Yes. All right. Perfect. So just trying to work in a few more questions. We're not going to get to all of our audience questions here, unfortunately. But are you guys thinking of using Optune plus radiotherapy in bone mets? Can you just talk about the rationale of the Tumor Treating Field radiotherapy combination?

Yes. So that's a 2-part question. Uri, why don't you follow-up on the Tumor Treating Fields plus radiotherapy and then talk about the issues with bone?

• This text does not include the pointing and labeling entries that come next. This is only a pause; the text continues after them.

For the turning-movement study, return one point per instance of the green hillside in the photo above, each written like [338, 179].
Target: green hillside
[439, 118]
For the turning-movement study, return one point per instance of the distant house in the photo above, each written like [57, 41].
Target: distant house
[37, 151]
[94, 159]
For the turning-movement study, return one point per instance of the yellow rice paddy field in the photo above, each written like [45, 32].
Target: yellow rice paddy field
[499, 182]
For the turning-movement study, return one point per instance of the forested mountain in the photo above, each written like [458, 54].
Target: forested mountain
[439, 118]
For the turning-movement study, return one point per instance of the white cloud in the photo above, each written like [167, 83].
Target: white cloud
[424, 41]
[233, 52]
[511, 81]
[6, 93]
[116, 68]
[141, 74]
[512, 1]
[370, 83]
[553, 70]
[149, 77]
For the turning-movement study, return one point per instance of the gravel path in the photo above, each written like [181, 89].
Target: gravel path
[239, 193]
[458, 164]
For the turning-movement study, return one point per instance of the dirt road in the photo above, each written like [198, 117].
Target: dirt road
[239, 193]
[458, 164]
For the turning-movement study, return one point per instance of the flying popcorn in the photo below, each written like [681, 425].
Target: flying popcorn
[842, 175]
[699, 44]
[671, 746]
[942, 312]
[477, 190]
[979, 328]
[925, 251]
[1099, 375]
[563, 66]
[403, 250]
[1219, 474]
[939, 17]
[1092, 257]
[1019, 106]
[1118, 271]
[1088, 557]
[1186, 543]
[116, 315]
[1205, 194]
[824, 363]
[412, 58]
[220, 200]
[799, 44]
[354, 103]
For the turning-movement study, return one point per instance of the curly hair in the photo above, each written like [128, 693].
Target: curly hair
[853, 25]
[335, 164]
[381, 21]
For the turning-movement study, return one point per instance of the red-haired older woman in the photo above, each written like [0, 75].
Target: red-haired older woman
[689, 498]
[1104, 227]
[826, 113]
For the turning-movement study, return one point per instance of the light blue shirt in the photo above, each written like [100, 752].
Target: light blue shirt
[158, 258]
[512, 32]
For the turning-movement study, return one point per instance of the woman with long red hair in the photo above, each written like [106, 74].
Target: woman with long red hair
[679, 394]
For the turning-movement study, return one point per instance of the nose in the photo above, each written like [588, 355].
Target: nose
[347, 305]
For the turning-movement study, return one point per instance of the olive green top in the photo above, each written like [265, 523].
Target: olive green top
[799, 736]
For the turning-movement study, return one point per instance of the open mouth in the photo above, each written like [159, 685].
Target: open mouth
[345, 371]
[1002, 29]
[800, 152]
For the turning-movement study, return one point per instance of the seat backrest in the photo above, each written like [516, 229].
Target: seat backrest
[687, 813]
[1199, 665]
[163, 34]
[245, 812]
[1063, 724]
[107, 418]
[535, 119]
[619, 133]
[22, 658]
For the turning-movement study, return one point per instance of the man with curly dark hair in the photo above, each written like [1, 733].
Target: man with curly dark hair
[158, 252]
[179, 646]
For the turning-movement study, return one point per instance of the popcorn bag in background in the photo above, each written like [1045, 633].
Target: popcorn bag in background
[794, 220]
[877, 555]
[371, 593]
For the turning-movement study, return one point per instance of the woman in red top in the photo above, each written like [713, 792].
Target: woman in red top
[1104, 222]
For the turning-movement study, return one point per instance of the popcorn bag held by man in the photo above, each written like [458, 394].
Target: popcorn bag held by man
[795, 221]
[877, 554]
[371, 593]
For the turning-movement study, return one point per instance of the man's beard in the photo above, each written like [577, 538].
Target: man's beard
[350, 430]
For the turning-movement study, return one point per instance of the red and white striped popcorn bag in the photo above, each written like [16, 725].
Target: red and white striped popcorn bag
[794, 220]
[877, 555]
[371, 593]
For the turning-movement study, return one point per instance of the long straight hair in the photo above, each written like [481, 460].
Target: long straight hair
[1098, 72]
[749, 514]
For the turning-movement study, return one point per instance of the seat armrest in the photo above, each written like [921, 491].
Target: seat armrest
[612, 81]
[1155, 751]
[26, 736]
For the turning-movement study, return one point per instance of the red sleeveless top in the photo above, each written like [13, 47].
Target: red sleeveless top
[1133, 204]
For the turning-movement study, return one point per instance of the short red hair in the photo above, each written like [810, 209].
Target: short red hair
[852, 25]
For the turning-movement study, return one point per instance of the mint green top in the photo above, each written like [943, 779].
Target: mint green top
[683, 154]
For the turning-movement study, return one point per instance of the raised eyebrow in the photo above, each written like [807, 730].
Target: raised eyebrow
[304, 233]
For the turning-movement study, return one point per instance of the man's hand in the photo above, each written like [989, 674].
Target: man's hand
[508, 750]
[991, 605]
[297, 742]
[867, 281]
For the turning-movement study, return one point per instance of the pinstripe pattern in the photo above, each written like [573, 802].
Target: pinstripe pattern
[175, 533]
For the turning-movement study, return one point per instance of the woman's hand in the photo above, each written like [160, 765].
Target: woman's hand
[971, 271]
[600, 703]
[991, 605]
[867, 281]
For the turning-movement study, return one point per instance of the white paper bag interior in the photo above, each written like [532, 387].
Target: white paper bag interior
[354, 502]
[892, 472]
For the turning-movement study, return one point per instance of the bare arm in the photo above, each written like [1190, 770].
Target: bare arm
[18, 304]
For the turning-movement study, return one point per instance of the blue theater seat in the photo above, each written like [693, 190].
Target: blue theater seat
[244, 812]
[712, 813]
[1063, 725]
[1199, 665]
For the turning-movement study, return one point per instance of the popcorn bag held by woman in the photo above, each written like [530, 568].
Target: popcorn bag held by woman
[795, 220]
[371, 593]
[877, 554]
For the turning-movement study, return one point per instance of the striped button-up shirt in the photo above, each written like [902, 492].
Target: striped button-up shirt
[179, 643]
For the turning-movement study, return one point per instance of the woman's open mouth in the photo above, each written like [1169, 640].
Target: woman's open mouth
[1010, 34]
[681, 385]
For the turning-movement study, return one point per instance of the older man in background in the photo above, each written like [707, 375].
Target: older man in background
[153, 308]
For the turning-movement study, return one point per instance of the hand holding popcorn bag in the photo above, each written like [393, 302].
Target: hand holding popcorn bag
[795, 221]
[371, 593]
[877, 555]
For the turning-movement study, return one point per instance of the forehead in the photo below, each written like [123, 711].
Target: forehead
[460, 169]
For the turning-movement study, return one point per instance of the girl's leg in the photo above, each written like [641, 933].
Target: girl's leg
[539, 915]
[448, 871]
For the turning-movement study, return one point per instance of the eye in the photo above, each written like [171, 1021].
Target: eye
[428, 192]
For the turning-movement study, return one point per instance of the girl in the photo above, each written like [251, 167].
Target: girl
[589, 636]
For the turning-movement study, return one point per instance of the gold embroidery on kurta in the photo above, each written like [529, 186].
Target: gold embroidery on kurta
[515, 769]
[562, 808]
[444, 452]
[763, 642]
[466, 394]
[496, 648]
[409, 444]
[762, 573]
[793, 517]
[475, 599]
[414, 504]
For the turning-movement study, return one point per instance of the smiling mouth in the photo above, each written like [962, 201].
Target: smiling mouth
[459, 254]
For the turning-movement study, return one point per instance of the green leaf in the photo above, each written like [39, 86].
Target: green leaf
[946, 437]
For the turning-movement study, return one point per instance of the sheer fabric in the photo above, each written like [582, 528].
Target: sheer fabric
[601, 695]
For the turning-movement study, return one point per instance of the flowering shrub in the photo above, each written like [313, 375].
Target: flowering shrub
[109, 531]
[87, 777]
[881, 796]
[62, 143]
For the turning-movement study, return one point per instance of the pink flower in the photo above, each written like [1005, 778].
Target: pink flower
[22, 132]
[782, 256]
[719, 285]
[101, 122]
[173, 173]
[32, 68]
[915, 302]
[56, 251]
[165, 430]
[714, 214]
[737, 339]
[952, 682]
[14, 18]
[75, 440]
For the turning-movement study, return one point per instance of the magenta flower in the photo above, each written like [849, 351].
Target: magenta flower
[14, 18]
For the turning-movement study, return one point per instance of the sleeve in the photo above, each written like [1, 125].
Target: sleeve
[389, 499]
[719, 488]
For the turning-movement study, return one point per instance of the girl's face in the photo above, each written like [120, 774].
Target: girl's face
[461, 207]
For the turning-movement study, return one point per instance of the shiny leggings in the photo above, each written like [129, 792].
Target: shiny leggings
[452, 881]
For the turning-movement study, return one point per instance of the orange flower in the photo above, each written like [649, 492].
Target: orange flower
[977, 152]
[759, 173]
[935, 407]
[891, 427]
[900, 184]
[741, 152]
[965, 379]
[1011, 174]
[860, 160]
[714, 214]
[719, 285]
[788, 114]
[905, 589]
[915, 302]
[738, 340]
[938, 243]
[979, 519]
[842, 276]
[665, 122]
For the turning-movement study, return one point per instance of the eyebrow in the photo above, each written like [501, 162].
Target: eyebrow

Yes. So thank you for this question. And I'll start with the basic understanding of the mechanism of action, which is relevant for the synergistic effect that we have already seen in preclinical models when we combine TTFields with radiation therapy. And this is largely based on work that was conducted at UT Southwestern by Dr. Michael Story and his colleagues, demonstrating that applying TT fields to tumor actually inhibits, double-stranded DNA repair mechanisms that are well-known to the scientist, BRCA, for example, FUNK is another one. And that opens the way for TTFields to serve as companion for radiation therapy in numerous tumors, making those tumors more susceptible to the damage, which is elicited by applying radiation therapy. Inhibiting those repair mechanisms that come into play following the radiation therapy and improving the outcome of these patients who receive this therapy. I will mention that this has already been tested and I'm really giving you that part of the mechanism of action that is relevant here and in a nutshell, since we don't have the time, but this has already been tested in 2 pilot studies in glioblastoma. And the combination has proven to be safe in this patient population. And we definitely are planning to continue and develop this. And the Trident study for 950 patients that received TTFields in combination with radiation therapy and temozolomide in newly diagnosed GBM. This is the largest of its kind and certainly one that will give us a good understanding of the efficacy of this treatment combination, but it is also relevant for other cancers. Of course, when it comes to the bone, there are certain cancers that metastasize to the bone, and we can certainly consider treating when the lesion is basically exposed to TTFields and we can technically reach it in malignancies that reside inside the cortex, the nonconductive tissue of the bone. This is an issue, and we are unable to treat using TTFields. I would say, fortunately, so maybe because this prevents us from causing hematological adverse events and contributes to the great toxicity profile of TTFields. So I'll stop right here since we are up against the time.

Yes. Unfortunately, we are out of time. We have a lot more questions to get through, but we'll have to do that at another point. So thank you guys very much for taking the time to speak with us today, and have a great rest of the week.

Thank you. Thank you very much, Cory.